En suivant le vivant, dans notre société, on peut douter que le maître, celui qui est considéré comme fort, grand, se livre à son tour à la vie. La volonté de puissance du vivant, plus encore que la prétendue volonté de vérité, n’est-elle pas souvent égoïste ? Commander pour écraser l’autre, pour dépasser l’autre, en tirer plaisir, et non se dépasse soi. Volonté d’être le plus fort, le plus riche, le plus malin et respecté, sans ensuite se livrer, en sacrifice à et pour la vie?
Ou ce fort-là (considéré comme fort en tout cas) se livre-t-il dans le sens où, malgré lui (malgré sa volonté égoïste), il génère une violence, une révolte, à laquelle il devra se soumettre?
Le problème du vivant dont tu parles est qu’il est malade, sans le savoir.

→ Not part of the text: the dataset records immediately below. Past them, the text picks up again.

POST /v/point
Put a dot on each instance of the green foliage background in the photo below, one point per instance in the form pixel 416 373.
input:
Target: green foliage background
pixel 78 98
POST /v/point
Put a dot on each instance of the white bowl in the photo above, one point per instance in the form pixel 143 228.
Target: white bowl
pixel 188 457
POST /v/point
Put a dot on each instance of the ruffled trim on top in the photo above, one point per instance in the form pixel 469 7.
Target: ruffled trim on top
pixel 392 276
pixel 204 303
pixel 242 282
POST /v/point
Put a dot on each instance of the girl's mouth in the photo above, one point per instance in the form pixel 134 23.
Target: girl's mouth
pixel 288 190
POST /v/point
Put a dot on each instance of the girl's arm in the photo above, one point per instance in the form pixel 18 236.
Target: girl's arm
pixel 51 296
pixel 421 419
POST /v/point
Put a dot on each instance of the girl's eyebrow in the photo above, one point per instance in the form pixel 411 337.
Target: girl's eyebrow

Malade dans un monde où les choses sont somme toute à l’envers. Tu as bien senti la chose: celui qui est considéré comme fort ne l’est qu’en apparence; au fond, il est faible. Pour cacher sa faiblesse, il écrase l’autre. Il commande à autrui sans savoir se commander et s’obéir à soi-même. Sa volonté de puissance est à vrai dire une impuissance de la volonté: au lieu de chercher à se dépasser soi-même (le propre du fort), il se contente de dépasser les autres (pour se rassurer).
De la sorte, il génère en effet la révolte de la vie. Mais, malin comme il est, il a tôt fait de trouver les trucs pour la repousser. Et plus il trouve de trucs, plus la vie se révolte, et plus il doit trouver de truc, etc.